Hello Rémi, peux tu nous présenter ton projet Octave Parango en deux mots s’il te plaît ?

« Faire danser » (rires). Je n’ai pas réfléchis à un projet en particulier en me lançant mais j’ai suivi mes envies, plutôt techno parce que c’est ce qui me fait vibrer tout simplement.

Tu as signé sur un label lillois majeur dernièrement (Enlace Records), bravo ! Qu’est ce que ça a pu changer pour toi ?

Niveau production, ça me permet de produire ma musique en toute liberté. J’ai la chance d’avoir carte blanche. Par exemple mon prochain projet est un EP dans lequel je travaille les sons que j’ai enregistrés à la montagne, il sortira début 2018. Je suis parti deux mois en randonnée dans les Alpes avec ma copine, équipé d’un enregistreur. Pour le mix, le label me permet d’avoir une meilleure visibilité et on me fait davantage confiance je pense. Par exemple sans Enlace je n’aurai pas eu la chance d’être booké aux Nuits Électriques…
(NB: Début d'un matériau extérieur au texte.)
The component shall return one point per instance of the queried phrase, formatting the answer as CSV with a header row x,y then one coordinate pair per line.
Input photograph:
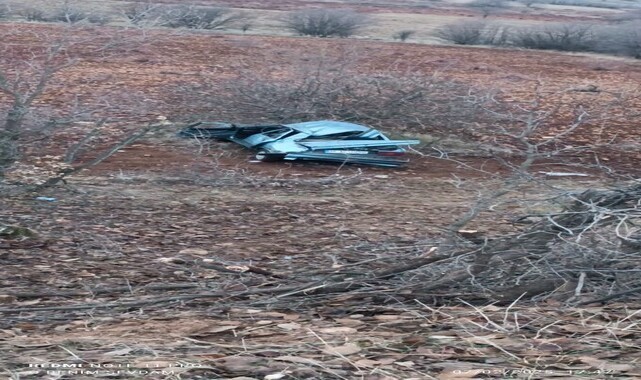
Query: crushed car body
x,y
325,140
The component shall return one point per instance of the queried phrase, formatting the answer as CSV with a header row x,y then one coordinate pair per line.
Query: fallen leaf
x,y
5,298
121,352
193,251
338,330
346,349
289,326
274,376
298,359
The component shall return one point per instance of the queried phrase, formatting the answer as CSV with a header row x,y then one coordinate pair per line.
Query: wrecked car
x,y
325,140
Tu peux nous raconter 3 temps forts que tu as vécu en tant qu’artiste sur l’année 2017 ?

  • J’ai sorti mon premier ep en mars 2017 sur le label Enlace records.
  • L’entrée dans l’équipe du Baron club qui me permet d’avoir une résidence depuis le début de l’année.
  • Le Jardin électronique : mixer devant 5000 personnes, en journée, a été un moment très fort pour moi

La convivialité du Nord règne ici chaque soir, que ce soit dans l’électro ou autre d’ailleurs.

Comment tu parlerais de Lille à quelqu’un qui n’y aurait jamais mis les pieds ?

Venez ! Malgré la fermeture du Magazine Club la culture électronique y est très puissante et beaucoup d’évènements se créent pour vous garantir de bonnes soirées chaque week end ! La convivialité du Nord règne ici chaque soir, que ce soit dans l’électro ou autre d’ailleurs.

Quel morceau tu déciderais de lui offrir, le dernier de ton set, alors que cette personne de la question 4 est à fond juste devant tes platines ?

Skream – Face down in the water, mon coup de coeur de cette fin d’année.